Turkey’s currency has fallen about 20 percent this year, with ratings agency Fitch warning that the sharp decline could put pressure on the many Turkish firms that borrow money in foreign currencies. The lira, which hit a record low of 4.9290 just before Wednesday's rate rise, was trading at 4.7049 to the dollar at 1654 GMT on Friday, little changed from the previous day's close.

However, it had weakened as much as two per cent in early trade before recovering, helped partly by the central bank which said it would allow some foreign currency debt to be repaid at fixed lira rates, Reuters said.

President Tayyip Erdogan, a self-proclaimed “enemy of interest rates” who faces elections on 24 June, wants lower borrowing costs to fuel credit growth and economic expansion. He on Turks on Saturday to convert their dollar and euro savings into lira, as he seeks to bolster the ailing currency.

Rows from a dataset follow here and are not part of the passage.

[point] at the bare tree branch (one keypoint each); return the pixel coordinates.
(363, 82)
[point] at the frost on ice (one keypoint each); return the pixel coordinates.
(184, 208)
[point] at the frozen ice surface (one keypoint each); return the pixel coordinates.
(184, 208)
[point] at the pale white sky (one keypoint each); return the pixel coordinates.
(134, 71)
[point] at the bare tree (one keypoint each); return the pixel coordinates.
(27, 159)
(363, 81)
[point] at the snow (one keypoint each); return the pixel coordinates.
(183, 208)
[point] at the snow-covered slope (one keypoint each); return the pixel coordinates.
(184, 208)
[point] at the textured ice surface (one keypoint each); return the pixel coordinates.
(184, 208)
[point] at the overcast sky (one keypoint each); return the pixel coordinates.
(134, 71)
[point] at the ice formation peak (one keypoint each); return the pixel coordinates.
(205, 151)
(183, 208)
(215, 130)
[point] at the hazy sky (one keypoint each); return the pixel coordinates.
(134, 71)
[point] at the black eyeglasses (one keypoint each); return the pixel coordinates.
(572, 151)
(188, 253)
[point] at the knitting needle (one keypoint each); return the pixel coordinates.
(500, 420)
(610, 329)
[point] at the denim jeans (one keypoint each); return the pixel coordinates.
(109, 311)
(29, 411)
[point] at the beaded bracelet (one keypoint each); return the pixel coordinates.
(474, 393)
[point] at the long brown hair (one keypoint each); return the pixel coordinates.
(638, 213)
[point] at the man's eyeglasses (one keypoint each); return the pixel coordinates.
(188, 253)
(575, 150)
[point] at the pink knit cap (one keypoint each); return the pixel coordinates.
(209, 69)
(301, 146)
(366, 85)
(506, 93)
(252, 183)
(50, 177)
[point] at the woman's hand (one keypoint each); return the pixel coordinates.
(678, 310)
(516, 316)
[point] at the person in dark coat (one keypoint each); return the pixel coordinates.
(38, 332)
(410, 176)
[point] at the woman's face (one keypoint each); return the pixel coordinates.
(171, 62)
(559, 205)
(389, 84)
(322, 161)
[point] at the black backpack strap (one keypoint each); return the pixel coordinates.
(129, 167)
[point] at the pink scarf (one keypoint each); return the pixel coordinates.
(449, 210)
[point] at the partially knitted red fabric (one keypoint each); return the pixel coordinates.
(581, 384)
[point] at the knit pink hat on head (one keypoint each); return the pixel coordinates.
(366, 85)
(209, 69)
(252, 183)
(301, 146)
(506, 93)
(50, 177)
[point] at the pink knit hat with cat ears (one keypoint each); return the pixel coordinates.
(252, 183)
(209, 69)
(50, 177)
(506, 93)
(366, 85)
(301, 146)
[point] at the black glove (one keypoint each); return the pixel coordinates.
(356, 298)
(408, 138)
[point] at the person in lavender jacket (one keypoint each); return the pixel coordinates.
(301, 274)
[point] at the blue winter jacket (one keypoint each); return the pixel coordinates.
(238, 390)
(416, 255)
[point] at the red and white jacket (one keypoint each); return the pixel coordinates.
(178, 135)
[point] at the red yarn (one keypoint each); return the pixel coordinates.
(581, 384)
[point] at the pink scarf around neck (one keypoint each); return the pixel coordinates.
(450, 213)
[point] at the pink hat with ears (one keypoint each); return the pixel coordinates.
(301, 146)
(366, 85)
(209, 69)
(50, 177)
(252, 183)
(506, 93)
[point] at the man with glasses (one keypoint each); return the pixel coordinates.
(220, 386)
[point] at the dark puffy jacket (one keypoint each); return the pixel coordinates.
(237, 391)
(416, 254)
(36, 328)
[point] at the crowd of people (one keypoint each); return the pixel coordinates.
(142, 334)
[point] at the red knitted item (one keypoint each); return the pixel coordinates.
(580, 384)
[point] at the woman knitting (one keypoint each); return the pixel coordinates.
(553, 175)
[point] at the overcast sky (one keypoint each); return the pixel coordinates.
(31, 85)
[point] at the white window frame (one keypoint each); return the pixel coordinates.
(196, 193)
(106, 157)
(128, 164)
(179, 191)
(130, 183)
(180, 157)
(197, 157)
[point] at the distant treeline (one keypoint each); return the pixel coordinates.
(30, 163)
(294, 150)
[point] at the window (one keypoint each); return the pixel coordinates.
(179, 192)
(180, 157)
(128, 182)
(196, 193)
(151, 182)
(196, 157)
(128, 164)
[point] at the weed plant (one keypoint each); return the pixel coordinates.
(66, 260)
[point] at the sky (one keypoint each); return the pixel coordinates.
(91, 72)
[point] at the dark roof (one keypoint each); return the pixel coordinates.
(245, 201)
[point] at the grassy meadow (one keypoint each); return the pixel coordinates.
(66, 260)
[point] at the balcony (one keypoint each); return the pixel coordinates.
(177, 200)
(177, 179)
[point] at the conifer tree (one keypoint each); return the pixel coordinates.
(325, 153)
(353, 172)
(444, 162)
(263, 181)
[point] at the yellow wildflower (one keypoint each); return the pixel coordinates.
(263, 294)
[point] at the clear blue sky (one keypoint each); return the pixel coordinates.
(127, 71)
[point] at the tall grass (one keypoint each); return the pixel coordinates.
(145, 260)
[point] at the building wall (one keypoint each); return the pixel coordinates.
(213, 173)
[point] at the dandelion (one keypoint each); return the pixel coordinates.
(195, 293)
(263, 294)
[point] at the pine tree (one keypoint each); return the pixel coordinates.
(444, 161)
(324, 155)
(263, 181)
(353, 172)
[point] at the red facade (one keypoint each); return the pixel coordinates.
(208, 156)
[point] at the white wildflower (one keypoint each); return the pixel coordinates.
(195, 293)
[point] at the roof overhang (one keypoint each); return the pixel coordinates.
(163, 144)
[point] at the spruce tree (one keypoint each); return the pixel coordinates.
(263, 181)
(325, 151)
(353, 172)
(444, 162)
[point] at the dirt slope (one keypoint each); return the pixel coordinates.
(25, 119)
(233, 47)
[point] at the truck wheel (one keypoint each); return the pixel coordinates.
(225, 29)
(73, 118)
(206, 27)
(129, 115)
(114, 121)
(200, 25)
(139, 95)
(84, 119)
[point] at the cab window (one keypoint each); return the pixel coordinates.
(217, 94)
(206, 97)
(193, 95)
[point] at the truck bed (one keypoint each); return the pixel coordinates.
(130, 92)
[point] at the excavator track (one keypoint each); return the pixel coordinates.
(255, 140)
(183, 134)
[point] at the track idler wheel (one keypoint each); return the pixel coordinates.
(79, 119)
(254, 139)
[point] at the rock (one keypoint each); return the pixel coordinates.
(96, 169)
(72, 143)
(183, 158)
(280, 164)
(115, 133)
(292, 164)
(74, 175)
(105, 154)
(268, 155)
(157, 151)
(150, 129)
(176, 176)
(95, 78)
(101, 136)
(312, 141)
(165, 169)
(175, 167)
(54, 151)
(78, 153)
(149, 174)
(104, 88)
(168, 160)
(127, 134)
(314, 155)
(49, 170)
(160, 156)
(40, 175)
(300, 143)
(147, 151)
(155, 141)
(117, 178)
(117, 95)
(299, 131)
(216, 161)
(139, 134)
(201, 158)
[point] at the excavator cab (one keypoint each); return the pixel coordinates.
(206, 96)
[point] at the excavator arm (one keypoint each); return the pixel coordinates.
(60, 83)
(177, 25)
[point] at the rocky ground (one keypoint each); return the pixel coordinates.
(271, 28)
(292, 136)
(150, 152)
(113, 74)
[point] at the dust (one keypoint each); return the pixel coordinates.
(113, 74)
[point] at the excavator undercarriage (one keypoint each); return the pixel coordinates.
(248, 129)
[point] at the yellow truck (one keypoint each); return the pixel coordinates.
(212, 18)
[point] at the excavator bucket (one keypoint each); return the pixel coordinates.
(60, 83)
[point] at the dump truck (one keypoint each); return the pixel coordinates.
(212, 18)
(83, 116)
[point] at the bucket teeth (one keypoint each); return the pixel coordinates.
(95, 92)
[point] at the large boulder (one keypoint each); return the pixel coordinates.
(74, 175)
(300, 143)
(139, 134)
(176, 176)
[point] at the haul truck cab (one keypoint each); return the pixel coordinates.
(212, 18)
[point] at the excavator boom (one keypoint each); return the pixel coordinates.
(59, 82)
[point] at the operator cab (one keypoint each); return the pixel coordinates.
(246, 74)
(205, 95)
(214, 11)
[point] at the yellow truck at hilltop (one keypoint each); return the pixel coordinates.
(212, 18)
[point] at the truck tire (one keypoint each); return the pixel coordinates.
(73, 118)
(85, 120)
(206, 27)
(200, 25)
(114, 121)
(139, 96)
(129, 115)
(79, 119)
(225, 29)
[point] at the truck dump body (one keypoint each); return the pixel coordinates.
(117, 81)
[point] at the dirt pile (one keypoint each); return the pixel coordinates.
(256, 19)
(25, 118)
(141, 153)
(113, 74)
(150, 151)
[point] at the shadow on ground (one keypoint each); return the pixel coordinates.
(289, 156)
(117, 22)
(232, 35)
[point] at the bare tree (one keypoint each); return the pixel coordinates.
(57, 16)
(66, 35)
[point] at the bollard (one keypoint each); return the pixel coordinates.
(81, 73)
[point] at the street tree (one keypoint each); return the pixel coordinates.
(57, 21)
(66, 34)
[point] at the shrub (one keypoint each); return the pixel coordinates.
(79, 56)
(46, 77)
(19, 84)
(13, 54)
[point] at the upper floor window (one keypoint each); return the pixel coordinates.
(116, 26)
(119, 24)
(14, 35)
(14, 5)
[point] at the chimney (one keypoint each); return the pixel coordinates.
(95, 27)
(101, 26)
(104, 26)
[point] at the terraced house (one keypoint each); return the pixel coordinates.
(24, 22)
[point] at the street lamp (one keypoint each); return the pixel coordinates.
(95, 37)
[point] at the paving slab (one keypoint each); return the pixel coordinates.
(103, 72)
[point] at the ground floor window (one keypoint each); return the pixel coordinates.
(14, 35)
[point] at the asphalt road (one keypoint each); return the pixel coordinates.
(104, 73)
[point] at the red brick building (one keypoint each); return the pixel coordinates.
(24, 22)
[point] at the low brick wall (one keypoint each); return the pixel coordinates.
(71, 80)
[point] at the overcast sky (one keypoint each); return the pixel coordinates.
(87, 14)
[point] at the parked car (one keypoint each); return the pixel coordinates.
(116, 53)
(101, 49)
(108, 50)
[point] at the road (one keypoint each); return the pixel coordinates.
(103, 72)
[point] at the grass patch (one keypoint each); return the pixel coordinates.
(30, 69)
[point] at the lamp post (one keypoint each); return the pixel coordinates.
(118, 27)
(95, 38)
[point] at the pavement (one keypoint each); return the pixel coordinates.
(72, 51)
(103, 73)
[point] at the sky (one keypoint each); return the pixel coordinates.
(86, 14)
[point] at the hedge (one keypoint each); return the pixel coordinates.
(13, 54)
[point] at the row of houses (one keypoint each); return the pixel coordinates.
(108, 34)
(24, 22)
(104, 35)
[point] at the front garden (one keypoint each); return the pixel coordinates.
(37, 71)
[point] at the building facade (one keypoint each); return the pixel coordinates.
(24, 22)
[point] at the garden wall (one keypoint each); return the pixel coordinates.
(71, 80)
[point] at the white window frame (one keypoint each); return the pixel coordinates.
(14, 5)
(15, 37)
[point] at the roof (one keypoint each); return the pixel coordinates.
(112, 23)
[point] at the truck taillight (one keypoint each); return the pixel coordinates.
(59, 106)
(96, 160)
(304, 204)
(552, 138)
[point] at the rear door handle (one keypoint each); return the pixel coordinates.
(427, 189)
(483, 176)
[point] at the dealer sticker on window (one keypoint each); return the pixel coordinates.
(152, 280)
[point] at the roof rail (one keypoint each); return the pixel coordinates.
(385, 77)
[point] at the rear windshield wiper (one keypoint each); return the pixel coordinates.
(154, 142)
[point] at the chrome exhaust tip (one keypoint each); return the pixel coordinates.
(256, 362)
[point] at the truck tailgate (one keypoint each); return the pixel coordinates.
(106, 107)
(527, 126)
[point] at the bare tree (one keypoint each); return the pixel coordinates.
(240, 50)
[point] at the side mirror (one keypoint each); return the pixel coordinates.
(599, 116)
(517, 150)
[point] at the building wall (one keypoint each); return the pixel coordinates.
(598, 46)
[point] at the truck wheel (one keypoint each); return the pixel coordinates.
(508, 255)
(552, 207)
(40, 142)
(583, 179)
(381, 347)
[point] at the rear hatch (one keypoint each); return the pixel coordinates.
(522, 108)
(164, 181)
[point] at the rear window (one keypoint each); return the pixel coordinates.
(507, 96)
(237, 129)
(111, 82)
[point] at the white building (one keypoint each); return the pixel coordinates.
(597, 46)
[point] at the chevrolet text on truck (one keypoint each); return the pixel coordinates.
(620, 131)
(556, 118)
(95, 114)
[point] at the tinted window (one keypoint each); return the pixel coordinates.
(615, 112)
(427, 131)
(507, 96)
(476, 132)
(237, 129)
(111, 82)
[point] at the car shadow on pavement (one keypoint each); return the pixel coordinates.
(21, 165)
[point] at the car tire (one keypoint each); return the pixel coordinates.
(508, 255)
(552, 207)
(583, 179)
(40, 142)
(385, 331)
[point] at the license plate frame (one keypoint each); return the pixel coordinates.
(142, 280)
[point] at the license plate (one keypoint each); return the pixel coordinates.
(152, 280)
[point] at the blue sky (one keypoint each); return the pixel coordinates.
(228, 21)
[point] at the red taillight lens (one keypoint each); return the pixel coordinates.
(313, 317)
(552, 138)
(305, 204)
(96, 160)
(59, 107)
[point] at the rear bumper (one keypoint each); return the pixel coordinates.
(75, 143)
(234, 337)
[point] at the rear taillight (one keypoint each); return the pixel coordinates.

According to Reuters investors, already wary that the economy is overheating and want substantial rate increases to tame inflation, were particularly unnerved by comments from Erdogan last week that he would look to take greater control over monetary policy after the elections.

Deputy Prime Minister Mehmet Simsek, a former Wall Street banker, tried on Friday to soothe such worries, saying the worries investors might have are understandable, but said that necessary steps to address the concerns have been and would continue to be taken. He added that the central bank showed that it is independent and it would do whatever is necessary when it is necessary.

The lira has had its worst week and month in almost nine years and further weakness ahead are predicted which could push authorities to do more to turn the tide. The central bank is due to have its next policy-setting meeting on 7 June.

Erdogan discussed about the need for fiscal discipline and stability in an effort to placate investors after Wednesday’s rate rise, but he also said the lira’s volatility did not reflect economic realities and he would not allow “global governance types” to ruin the country.

Friday’s central bank move, designed to ease the debt burden on companies, affects about $3.5 billion of loan repayments, bankers said according to Reuters.